Informal Property Rights as Relational and Functional: Unravelling the Relational Contract in China’s Informal Housing Market

Abstract

In the face of state‐led land grabs, enterprising Chinese peasants have started a revolution in the ambiguous and insecure rural tenure system by developing an extralegal property system known as the small property right (SPR). Using the SPR, peasants are able to capitalize on their property through the sale of houses built on collectively owned land. Little is known, however, about the specific process behind the development of the SPR by the peasants, or how this extralegal property system functions in terms of securing the use and transfer of property without the backing of law.

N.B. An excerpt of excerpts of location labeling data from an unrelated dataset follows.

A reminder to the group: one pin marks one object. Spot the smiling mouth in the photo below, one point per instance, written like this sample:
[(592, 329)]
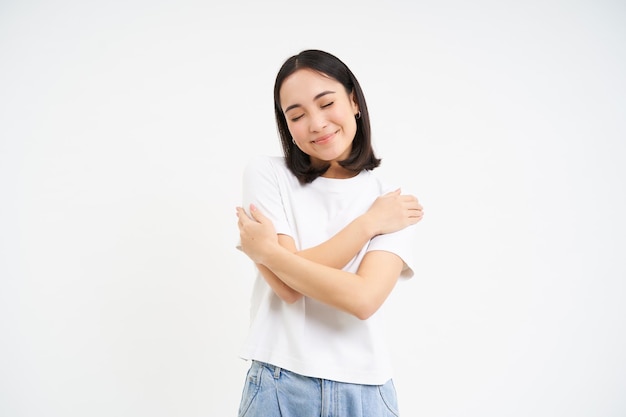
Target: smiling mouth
[(324, 138)]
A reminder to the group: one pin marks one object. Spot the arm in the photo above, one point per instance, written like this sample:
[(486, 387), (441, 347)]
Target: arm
[(389, 213), (359, 294)]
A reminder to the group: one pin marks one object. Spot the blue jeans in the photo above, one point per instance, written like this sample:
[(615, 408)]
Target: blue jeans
[(274, 392)]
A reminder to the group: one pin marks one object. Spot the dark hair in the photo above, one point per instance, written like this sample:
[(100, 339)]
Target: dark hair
[(362, 154)]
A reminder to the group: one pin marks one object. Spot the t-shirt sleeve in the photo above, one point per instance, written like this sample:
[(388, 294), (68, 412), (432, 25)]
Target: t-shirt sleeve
[(400, 243), (261, 187)]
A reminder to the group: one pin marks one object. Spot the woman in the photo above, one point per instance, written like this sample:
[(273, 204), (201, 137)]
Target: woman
[(330, 241)]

This article aims to clarify the situation through the lenses of the Endogenous Nature of Institutions and Relational Contract Theory, aiming to understand the socially constructed, endogenous and relational nature of the property rights that make SPR functional. Based on an ethnographic investigation of Beijing’s largest SPR housing settlement, we show how enterprising peasants develop long‐term relational contracts with urban households for the provision of housing services, secured on the basis of the common interests and symbiosis of the two parties and a reputation system that serves to deter defaults. The discretionary treatment of SPR housing by local states serves as a further motivation for the village and the informal homeowners to preserve a stable property arrangement, with such a specific institutional setting being an exemplar of China’s pragmatic state entrepreneurialism.